1 建物等施設の建設、不動産取得に関する経費
2 開発の期間中に発生した事故・災害の処理のための経費
3 その他当該開発の実施に関連のない経費

4.選考及び採択

(1)採択予定課題数
採択は10課題程度を予定しています。これはあくまでも目安であり、選考の過程で変わることがあります。

(2)選考の方法
開発課題の選考は、外部有識者からなる「評価委員会」により実施されます。提出された応募申請書等について事前評価(書類選考及び面接選考)を行い(場合によっては現地調査を行うこともあります。)、それらの評価結果を基に、プログラムディレクター(PD)・プログラムオフィサー(PO)は取りまとめを行い、本事業の目的に照らして優秀と認められる採択開発課題を選定します。

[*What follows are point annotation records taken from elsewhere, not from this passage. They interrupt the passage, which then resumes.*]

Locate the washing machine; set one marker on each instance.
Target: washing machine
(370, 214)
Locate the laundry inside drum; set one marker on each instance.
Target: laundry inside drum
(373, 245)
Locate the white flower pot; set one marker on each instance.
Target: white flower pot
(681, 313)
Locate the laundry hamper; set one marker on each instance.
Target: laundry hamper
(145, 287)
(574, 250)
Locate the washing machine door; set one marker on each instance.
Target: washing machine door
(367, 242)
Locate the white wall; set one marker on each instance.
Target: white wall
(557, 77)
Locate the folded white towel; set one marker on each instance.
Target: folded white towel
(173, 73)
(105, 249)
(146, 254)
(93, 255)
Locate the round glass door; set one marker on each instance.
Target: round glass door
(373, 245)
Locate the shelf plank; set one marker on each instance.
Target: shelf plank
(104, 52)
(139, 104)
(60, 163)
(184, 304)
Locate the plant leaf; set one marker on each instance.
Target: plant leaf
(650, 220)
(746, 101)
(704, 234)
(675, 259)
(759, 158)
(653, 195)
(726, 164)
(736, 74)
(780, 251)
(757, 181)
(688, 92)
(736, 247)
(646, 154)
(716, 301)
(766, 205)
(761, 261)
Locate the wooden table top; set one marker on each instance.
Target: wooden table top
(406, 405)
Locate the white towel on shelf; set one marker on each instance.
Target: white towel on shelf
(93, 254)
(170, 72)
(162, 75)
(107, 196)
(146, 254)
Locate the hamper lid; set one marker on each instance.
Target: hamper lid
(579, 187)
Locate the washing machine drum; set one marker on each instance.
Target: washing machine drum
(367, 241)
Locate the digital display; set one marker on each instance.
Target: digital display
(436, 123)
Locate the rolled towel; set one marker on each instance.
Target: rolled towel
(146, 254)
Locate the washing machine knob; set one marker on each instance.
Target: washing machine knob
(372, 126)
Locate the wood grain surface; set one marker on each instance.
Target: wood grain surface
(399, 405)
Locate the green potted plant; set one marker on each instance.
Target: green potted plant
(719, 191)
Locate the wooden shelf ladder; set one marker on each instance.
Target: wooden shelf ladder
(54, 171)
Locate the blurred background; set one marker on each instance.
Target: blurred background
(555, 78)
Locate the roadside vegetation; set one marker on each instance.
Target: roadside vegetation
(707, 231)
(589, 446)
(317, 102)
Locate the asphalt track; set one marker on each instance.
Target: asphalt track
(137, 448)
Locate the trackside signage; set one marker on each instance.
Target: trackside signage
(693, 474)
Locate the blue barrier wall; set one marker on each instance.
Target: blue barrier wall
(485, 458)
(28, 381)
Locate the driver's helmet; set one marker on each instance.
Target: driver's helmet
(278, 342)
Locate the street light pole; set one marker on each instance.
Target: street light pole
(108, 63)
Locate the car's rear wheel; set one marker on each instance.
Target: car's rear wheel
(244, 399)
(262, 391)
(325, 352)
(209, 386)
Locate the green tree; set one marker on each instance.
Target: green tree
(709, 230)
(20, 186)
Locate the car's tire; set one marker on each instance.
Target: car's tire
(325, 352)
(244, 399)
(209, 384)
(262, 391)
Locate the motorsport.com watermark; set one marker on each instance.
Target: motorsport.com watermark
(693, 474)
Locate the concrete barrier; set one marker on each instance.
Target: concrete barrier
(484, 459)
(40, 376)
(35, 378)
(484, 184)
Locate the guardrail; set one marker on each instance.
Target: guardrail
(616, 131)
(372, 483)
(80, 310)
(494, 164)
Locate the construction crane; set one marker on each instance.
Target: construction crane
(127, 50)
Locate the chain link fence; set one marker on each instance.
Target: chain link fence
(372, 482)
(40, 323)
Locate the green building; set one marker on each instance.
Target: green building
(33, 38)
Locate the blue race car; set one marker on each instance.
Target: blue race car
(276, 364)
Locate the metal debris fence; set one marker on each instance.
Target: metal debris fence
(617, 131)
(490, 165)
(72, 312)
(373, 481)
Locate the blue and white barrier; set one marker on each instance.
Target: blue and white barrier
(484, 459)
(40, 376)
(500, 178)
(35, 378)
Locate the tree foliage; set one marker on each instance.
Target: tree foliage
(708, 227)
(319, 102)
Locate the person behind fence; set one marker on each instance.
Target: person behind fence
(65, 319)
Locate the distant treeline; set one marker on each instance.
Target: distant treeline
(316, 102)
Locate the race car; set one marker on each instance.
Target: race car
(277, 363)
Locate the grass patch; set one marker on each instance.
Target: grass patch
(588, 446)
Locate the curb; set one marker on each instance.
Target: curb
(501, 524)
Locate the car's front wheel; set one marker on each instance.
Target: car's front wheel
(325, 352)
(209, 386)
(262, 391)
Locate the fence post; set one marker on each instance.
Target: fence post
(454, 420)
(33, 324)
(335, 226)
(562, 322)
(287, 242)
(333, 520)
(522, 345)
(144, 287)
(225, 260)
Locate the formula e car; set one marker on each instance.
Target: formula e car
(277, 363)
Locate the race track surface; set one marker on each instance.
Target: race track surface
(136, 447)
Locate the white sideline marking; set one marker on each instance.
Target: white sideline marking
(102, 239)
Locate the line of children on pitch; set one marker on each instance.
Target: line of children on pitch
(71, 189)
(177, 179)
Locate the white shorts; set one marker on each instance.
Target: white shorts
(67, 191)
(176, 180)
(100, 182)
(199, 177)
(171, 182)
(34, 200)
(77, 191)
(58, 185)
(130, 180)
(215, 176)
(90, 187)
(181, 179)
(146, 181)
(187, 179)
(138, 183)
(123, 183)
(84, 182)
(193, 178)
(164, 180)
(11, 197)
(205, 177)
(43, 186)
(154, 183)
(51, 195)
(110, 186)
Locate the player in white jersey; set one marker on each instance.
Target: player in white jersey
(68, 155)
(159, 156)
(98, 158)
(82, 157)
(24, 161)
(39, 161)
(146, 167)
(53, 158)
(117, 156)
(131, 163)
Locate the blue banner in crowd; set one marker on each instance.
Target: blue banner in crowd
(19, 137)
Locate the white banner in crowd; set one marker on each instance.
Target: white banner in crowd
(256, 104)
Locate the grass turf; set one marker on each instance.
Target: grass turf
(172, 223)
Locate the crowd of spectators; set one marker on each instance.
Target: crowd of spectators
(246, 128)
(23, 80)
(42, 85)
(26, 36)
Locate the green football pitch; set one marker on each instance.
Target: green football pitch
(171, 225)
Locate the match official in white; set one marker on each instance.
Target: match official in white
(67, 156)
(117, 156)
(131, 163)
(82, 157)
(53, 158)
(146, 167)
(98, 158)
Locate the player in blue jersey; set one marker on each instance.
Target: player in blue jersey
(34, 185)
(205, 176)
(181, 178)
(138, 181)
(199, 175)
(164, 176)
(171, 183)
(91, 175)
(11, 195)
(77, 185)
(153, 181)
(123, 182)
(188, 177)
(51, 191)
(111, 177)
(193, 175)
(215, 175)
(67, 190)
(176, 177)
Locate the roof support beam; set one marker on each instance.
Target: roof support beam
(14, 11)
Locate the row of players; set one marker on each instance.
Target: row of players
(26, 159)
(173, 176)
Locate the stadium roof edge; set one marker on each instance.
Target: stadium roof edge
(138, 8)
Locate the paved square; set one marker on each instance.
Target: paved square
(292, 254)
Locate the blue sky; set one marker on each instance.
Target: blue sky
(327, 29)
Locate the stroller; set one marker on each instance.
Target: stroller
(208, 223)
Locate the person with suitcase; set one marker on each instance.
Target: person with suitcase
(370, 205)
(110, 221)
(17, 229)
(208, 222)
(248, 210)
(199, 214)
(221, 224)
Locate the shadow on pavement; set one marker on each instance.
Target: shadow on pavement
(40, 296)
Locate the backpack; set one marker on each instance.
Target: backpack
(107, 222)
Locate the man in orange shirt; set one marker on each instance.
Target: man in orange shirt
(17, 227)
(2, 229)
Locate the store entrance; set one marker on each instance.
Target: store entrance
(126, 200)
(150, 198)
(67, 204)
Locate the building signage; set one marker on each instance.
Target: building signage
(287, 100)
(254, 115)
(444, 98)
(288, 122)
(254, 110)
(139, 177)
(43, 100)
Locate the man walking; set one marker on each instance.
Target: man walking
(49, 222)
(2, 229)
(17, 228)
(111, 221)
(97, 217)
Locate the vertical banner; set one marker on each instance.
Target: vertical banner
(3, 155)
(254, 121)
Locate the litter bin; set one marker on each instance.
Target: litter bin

なお、選考は非公開で行われますが、申請課題および申請者との利害関係を配慮して担当委員を決定します。利害関係を有する委員は、当該課題の選考は担当しません。

(3)選考の手順
提出された応募申請書について、まず、応募の要件(チームリーダーの要件、開発費、開発期間、重複申請の制限等)を満たしているかについて確認いたします。応募の要件を満たしていないものは、以降の選考の対象から除外されます。
選考は、次の手順により実施されます。

1 書類選考
「評価委員会」において、書類選考を実施します。
2 面接選考
「評価委員会」によるチームリーダー、サブリーダーに対する面接選考を実施します。面接選考にはチームリーダー、サブリーダー共に出席が必要であり、いずれかが面接選考に出席しなかった場合は、辞退とみなされます。また、面接に先立ち現地にてプロトタイプ機の確認をいたしますのでご協力ください。
3 採択課題の決定
上記の選考結果を踏まえ、PD・POが取りまとめを行い、採択開発課題を選定します

(4)選考の観点
選考は、以下の観点に重点をおいて実施します。

1 プロトタイプ機に新規性・独創性があること
2 最先端の研究やものづくり現場等の利用ニーズに応えるものであること
3 具体的かつ実施可能な開発計画となっていること
4 企業が積極的に参画し、事業化に至るまでのプロセスが明確になっており、本事業の支援終了後、速やかに事業化が期待されること
5 利用される分野、ユーザーが明確になっており、適切なニーズを把握していること
6 開発チームに参画するユーザーは、世界トップレベル、もしくはユーザーとして大きな影響を有する者であること
7 知的財産権の管理体制が明確になっており、取得やライセンスの方針が適切であること

(5)選考結果の通知等
1 書類選考の結果、面接選考の対象となった課題のチームリーダーに対し、面接選考の開催要領・日程等について通知します。
2 最終選考の結果、採択候補となった課題のチームリーダーに対しては、速やかにその旨を通知します。最終的には別途、開発実施計画書等の提出・審査を経て正式に契約することになります。
3 各選考の過程で不採択となった課題のチームリーダーに対して、文書にて通知します。なお、選考の経過は通知されませんし、お問い合わせにも応じられません。